4.03.2013

film review


The Story of the Weeping Camel


The potential of spontaneous group activity is a perk of living in a small community of North House interns; recently, Angela suggested we watch "The Story of the Weeping Camel," a recommendation from the spouse of a staff member. So we did, and I think I speak for my fellow interns when I say that we highly recommend it.


"The Story of the Weeping Camel" is a 2003 German docudrama—part scripted fiction, part non-fiction documentary—set in the Gobi desert of Mongolia. The film stars a small family of nomadic sheepherders, 4 generations of whom live under the same canvas yurt-roof.  At first, the film highlights their routines during the camel birthing season; soon, however, the quiet drama of a camel mother who has rejected her newborn albino colt sets in motion seemingly age-old rituals. A plot-driven narrative, the stage is set against the striking, sand-blown steppe of the Gobi Desert.



As you'd expect from North House interns, we spotted the various crafts and crafting highlighted in the film.  After taking the time to sharpen an aggressive pair of scissors, the grandfather and great-grandfather help each other shear a camel's neck. The great-grandmother then twists the long strands of unprocessed wool as she forms a two-stranded rope, shaping it into a decorative bridle for one of the newborn colts. She does this sitting in the one of the yurts —or ger—that is decked-out in colorful rugs and tapestries. The stability and insulation of the ger is proven in a later scene, when the wind is howling outside but only a faint hum is heard from within the desert home. Must be felted wool panels, we thought. Gotta love wool.

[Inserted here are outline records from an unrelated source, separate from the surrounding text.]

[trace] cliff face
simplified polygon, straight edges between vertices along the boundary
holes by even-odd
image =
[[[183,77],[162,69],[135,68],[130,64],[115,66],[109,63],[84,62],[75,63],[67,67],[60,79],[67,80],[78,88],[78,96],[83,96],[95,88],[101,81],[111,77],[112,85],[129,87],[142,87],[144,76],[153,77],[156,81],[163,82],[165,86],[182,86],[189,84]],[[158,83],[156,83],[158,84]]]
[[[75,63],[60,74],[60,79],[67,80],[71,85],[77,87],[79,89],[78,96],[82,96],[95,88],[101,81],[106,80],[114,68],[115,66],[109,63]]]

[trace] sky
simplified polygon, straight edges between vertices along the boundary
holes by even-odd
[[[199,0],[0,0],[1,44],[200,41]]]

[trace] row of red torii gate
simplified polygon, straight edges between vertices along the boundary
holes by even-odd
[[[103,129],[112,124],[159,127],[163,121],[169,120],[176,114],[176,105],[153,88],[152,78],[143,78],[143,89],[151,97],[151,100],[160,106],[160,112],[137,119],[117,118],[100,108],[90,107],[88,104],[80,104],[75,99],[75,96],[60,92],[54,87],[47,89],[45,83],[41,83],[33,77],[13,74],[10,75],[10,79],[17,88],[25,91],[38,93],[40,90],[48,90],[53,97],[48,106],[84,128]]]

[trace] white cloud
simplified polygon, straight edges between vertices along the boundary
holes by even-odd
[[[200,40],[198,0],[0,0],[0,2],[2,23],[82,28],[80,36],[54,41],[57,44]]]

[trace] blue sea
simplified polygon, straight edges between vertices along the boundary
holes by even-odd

Aside from the more utilitarian crafts, the film also features games and music. The young boys play a dice-like game using animal teeth (or other bone fragments). Toward the end of the movie, you hear a visiting musician play the Mongolian "violin"—morin khuur—while the mother sings a haunting melody. The movie ends with all 4 generations sitting around the ger in the evening, singing.


I had a personal reaction to the film, having spent two years living in rural society in Paraguay. Children playing pretend in the sand, the pace of life, sheep sounds... even some of the personalities reminded me of people I knew. This is not to say there is a pan-cultural rural identity. Instead, there is something familiar when you step outside our culture and into a more traditional, elemental way of life.


The film addresses other themes as well—technology, Westernization, animal husbandry, anthropomorphism—but to cover all those would take a very committed blogger and a patient audience. Go watch the movie instead.